A common characteristic of these NN-based models is that they essentially represent lengthy chains of non-linear functions, which consider image intensity information along with spatial context information to derive at the segmentation result. Most of the NN models leverage a huge set of annotated training images to learn how to segment images in a supervised, data-driven manner. At the inference stage, however, the model may then be applied in an unsupervised manner without the need to tweak any parameters.    

One approach that gained a lot of attention soon after its release in 2023 is Segment Anything (SAM). This model allows to perform instance segmentation based on no or a few markers (zero-/few-shot learning). The model itself build on a vision transformer - a particular type of neural network architecture - which has been trained with an enormous set of input images across several domains (e.g. medical imaging, natural images, etc). This broad basis of training images gives rise to the notion of SAM as a so-called "foundation model", which is expected to generalise well, even to imagery from previously unseen domains. Remote sensing imagery actually represents one type of these images, which SAM hasn't been tailored for originally. 

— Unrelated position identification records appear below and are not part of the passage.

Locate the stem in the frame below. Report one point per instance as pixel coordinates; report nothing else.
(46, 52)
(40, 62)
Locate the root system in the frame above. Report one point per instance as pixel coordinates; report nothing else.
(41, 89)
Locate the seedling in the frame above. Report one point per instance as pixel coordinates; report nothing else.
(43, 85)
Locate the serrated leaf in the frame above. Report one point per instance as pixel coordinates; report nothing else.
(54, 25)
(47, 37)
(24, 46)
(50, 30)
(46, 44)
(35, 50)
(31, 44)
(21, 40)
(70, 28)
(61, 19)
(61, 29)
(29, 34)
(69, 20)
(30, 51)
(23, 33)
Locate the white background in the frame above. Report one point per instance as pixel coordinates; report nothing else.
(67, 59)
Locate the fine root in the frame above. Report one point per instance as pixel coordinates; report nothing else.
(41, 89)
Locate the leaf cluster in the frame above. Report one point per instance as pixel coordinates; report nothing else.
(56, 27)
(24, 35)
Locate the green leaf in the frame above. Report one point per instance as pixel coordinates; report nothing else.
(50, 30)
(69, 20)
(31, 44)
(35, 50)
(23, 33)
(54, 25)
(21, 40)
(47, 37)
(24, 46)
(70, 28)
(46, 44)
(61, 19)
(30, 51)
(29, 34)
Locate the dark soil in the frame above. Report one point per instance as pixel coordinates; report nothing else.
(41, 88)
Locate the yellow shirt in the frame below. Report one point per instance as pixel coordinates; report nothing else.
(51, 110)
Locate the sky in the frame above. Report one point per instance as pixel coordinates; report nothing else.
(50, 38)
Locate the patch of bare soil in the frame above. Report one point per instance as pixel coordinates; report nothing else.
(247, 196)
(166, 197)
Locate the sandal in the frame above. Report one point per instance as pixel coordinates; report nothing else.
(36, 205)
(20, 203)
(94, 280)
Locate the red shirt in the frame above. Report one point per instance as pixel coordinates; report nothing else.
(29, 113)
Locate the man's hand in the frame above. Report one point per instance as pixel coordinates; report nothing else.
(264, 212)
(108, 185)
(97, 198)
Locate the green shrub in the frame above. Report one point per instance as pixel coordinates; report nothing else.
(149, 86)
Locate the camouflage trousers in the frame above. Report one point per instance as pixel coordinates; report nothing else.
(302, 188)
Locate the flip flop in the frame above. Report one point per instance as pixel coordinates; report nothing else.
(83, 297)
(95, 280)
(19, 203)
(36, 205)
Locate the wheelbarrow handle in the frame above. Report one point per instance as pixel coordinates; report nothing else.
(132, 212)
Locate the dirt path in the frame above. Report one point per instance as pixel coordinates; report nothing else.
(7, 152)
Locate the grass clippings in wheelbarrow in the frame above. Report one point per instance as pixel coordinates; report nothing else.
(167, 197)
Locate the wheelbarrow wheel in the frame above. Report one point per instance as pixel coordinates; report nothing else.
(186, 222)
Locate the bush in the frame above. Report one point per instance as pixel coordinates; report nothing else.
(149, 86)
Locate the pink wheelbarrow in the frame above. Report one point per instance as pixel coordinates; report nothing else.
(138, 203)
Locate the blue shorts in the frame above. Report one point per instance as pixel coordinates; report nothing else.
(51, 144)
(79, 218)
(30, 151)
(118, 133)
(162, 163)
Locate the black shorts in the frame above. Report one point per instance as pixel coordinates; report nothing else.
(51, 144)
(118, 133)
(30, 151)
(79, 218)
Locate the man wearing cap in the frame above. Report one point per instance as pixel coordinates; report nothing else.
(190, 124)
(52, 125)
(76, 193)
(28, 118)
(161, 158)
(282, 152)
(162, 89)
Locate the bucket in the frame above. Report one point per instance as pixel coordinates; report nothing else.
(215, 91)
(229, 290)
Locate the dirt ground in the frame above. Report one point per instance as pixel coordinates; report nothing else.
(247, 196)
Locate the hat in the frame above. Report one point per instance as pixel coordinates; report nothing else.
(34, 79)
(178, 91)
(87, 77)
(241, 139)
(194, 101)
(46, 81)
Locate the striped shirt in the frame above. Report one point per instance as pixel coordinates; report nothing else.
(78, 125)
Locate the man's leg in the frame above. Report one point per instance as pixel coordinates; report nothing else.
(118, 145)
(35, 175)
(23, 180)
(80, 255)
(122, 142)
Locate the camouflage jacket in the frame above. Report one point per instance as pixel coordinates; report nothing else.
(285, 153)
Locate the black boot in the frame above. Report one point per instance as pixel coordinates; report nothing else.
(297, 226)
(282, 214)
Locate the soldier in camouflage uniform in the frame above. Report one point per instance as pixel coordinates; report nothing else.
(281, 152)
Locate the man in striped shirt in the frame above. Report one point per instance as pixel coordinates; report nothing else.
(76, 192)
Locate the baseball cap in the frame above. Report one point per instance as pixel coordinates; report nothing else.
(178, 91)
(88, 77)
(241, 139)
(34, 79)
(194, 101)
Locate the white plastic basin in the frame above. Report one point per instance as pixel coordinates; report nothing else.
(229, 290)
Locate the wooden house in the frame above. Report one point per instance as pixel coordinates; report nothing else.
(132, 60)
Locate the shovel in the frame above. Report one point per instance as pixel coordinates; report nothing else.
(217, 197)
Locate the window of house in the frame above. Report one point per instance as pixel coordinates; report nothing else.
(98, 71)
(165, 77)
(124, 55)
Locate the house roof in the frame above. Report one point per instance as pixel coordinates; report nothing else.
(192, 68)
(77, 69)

<i>Due to the model's complexity, library dependencies and GPU requirements, the SAM model application is not demonstrated within this notebook. However, if you want to try it out, the easiest way to get started is to use the [segment-geospatial](https://samgeo.gishub.org/installation/) package. Give it a try and explore its functionalities for the given orthophoto. Note: It is recommended to have a GPU with at least 8 GB of GPU memory to run this model.</i>

## Conclusion & Further thoughts

The current notebook presented a variety of segmentation algorithm structured by its methodological domain (i.e. threshold-based, watershed-based, graph-based, etc). This will (hopefully) help in understanding the basics of segmentation methods and their differences. From a practical application perspective, the following considerations are often relevant:
* What are the characteristics of the segmentation results of the respective algorithm? 
* What parameterization options does the algorithm offer (e.g. number of regions, shape constraints, etc.)?
* Which input can the algorithm process (e.g. single vs. multi-channel images, original image vs. pre-processed version)?
* How performant and scalable is the algorithm?

In addition to these considerations, the significance of the input data (Which input bands? Which indices?) should always be taken into account as the basis for segmentation. Finally, it should be remembered that OBIA is more than just segmentation. There is no perfect initial segmentation. Rather the idea is to have an iterative cycle of segmentation & classification in order to derive at final results.